NL MVP Ryan Braun suspended for 50 games for PED

So much for the new generation.  In an announcement that shocked us here at notinhalloffame, National League MVP, Ryan Braun has tested positive for a PED and will be suspended for fifty games next season.  Winning a Most Valuable Player Award can be a catalyst for a Hall of Fame slot, but despite being only in the first half of his career, how can we expect any shot for him now with Cooperstown keeping McGwire and Palmeiro out; with the likely trnd occuring for Clemens, Bonds and Sosa?   This is a huge disappointment for baseball.
Last modified on Thursday, 19 March 2015 18:47

Email This email address is being protected from spambots. You need JavaScript enabled to view it.

Comments   

0 #1 Darryl Tahirali -0001-11-30 00:00
Braun certainly has got off to a flying start in his five seasons in MLB, but it is still a long way to Cooperstown regardless of his suspension.

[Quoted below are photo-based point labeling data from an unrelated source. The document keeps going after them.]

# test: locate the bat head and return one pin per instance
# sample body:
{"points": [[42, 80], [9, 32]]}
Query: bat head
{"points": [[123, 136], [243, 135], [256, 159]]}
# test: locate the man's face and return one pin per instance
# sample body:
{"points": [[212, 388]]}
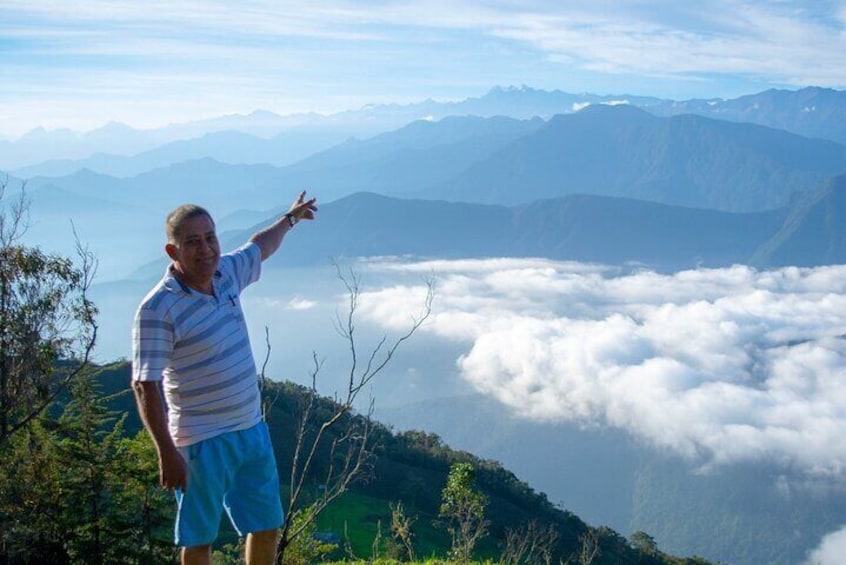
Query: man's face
{"points": [[196, 254]]}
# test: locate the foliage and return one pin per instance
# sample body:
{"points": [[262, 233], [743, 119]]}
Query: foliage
{"points": [[463, 511], [74, 489], [333, 429], [307, 547], [47, 327]]}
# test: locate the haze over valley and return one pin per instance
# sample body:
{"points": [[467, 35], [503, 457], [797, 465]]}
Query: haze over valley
{"points": [[640, 303]]}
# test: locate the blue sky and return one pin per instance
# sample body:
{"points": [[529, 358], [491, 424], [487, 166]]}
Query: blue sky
{"points": [[85, 63]]}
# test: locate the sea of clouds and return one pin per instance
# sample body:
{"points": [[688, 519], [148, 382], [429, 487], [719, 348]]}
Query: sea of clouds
{"points": [[717, 365]]}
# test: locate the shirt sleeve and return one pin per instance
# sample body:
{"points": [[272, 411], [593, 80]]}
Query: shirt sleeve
{"points": [[152, 345], [245, 264]]}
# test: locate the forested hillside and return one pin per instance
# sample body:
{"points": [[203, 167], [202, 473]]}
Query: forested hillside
{"points": [[123, 499]]}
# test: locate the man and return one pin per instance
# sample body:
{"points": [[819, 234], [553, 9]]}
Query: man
{"points": [[190, 335]]}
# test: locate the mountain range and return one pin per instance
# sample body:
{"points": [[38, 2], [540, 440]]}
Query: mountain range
{"points": [[632, 181], [578, 227], [811, 112]]}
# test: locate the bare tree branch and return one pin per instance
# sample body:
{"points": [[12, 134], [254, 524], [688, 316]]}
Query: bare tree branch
{"points": [[350, 447]]}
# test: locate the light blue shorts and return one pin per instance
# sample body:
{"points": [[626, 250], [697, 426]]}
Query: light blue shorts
{"points": [[235, 472]]}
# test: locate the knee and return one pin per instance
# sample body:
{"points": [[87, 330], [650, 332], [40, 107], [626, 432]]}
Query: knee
{"points": [[266, 536], [199, 554]]}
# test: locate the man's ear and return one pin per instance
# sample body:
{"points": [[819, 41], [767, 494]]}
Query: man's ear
{"points": [[171, 251]]}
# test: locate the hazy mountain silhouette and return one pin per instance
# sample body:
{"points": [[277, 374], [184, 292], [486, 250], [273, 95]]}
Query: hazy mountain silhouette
{"points": [[576, 227], [623, 151], [811, 111], [814, 232]]}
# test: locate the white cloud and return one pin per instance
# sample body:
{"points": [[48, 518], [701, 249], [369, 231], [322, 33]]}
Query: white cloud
{"points": [[720, 366], [296, 303], [831, 550], [330, 56]]}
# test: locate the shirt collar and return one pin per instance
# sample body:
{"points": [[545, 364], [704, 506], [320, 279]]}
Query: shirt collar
{"points": [[175, 285]]}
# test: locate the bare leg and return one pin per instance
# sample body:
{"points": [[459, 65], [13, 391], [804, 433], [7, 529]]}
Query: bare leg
{"points": [[198, 555], [261, 547]]}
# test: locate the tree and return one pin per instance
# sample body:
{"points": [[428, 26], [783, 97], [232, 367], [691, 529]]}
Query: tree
{"points": [[47, 326], [644, 543], [345, 437], [74, 490], [531, 543], [463, 511]]}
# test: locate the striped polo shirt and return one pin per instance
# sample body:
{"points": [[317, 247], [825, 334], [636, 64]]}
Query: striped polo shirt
{"points": [[198, 346]]}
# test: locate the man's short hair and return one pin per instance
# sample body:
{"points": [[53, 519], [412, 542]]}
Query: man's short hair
{"points": [[173, 224]]}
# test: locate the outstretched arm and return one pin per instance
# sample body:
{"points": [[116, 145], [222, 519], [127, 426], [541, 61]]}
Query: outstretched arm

I would suggest, though, that Braun's situation is different from--and much more problematic than--the one facing current and upcoming players with PED problems. When McGwire, Palmeiro, Bonds, et al, juiced, there was not the formal punitive process for drug testing in place as there is now. Players (including Manny Ramirez) caught now have no excuse--the policy is explicit and formalized.

The rough parallel is gambling: Players such as Cobb and Speaker might have gambled on games before 1919, but MLB didn't have a policy in place to address it until after the 1919 Black Sox scandal; thus, Pete Rose has no excuse.

Same with Braun now. However, if the penalty is a 50-game suspension and not permanent banishment, and if Braun subsequently stays clean for the rest of a career that turns out to be worthy of HoF consideratio n, should he penalized by HoF voters if he indeed paid his penance, as prescribed by MLB rules, and continued with his career? Put another way, is the current punitive process designed to correct behaviour to ensure that the player is not subjected to ongoing ramification s, or is it a permanent Scarlet Letter that could affect post-career recognition?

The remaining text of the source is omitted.